Norway’s new wonderboy in skiing, Johannes Høsflot Klæbo, was heading home before the Winter Olympics end this weekend. The 21-year-old sensation on skis decided not to race in the men’s tough 50-kilometer race on Saturday, admitting that his three Olympic gold medals had drained him of energy.
“After I recovered from the race yesterday (the men’s team sprint, which he won with Martin Johnsrud Sundby) I realized that I’d had enough,” Klæbo told reporters in South Korea. “It costs a lot to race on skis.”
State broadcaster NRK reported that in order to go what Norwegians call the femmila (literally five Norwegian miles of 10 kilometers each), Klæbo realized he needed to be “top-motivated, and there are others who are more motivated than me.”
Giving up his spot
Klæbo thus gave up his spot on the Norwegian men’s team. It was filled by Emil Iversen. Other Norwegian skiers confirmed to race in what’s often called an ultimate test of strength include Sundby, Niklas Dyrhaug and Hans Christer Holund.
Klæbo had earlier said he would take part and remain in South Korea for the duration of a Winter Olympics that’s already gone down in history as Norway’s best ever. He changed his mind after he said he’d slept poorly Wednesday night “and knew that hell was breaking loose.” He said it felt good to have made a decision.
“I put pressure on myself, but now I have done what I wanted to do in OL (what Norwegians call the Olympics), and then I ran out of steam,” he told NRK. “My head doesn’t want any more right now.”
After finishing 10th in the men’s 30-kilometer skiathlon shortly after the games began, Klæbo won gold medals in the classic sprint, the men’s relay and the team sprint. “He could have fought for the gold medal (in the 50-kilometer race) also,” said teammate Dyrhaug. “It’s a big thing to give up your spot when you don’t feel you’re 100 percent mentally prepared. It shows what a good person he is, not everyone would have done that.”

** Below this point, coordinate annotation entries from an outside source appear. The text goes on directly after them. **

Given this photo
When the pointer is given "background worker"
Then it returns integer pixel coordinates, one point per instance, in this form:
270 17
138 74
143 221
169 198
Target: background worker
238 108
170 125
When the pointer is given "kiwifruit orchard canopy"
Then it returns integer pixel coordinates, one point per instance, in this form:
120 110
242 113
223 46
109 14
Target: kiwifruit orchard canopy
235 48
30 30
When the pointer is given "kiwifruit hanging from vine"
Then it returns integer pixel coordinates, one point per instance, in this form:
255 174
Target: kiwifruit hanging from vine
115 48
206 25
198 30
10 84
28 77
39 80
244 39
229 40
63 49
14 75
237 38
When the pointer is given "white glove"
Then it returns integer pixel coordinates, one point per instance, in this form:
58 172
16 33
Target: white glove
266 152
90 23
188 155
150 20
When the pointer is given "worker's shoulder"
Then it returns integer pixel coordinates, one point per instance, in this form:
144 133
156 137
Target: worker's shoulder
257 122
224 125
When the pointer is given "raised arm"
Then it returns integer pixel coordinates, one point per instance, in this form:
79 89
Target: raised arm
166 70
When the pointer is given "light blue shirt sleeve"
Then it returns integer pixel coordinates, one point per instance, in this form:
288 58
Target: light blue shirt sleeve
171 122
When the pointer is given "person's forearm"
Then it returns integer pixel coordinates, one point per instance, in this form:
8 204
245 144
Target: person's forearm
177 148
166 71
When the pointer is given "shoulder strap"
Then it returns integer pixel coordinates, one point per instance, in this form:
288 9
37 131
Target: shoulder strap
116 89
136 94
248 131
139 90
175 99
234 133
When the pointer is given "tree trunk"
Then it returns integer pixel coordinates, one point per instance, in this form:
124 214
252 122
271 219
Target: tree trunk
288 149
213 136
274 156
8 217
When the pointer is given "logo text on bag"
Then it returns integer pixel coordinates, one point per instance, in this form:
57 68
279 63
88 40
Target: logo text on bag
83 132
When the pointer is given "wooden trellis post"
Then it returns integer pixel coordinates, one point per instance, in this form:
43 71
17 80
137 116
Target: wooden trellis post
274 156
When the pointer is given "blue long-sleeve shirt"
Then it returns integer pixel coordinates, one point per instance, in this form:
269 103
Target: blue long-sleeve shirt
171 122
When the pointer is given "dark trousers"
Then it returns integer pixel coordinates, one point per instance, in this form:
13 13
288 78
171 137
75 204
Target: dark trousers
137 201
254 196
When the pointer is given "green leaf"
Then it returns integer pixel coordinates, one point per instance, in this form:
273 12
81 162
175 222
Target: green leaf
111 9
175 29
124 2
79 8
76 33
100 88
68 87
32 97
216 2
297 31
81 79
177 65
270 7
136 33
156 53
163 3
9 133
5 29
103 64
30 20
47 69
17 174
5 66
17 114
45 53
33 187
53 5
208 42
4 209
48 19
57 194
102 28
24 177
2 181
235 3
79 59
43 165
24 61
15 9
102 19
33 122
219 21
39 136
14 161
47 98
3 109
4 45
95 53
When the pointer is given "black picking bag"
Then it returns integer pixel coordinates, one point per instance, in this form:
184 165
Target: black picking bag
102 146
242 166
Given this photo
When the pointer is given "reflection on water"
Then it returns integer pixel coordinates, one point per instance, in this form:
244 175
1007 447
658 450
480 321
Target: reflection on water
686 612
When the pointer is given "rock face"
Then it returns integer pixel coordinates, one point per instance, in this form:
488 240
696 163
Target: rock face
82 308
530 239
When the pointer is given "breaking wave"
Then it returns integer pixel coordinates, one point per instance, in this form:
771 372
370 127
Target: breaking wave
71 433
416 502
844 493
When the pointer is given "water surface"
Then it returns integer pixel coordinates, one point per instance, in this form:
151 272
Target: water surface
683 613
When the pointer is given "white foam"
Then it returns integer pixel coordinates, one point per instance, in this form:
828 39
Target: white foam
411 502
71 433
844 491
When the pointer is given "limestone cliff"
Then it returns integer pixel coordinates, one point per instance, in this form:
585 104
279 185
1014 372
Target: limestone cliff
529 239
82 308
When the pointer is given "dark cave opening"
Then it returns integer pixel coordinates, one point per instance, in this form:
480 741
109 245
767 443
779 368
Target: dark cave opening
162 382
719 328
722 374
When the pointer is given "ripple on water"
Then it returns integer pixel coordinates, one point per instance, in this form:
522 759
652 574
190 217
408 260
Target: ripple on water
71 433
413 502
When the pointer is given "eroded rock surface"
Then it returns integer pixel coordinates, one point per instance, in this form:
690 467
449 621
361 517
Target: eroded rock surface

National men’s skiing coach Tor Arne Hetland accepted Klæbo’s decision. “He sat down at the breakfast table this morning and had thought things through during the night,” Hetland told NRK. “He found out that enough’s enough.” Hetland was still hoping,, though, for more medals in the men’s last competition.
“It’s been a fantastic OL up to now for the men’s national skiing team,” Hetland said. He called the 50K race “an exercise the guys who will race have looked forward to for a long time. We’ll see if we have enough fire power left on the last day.”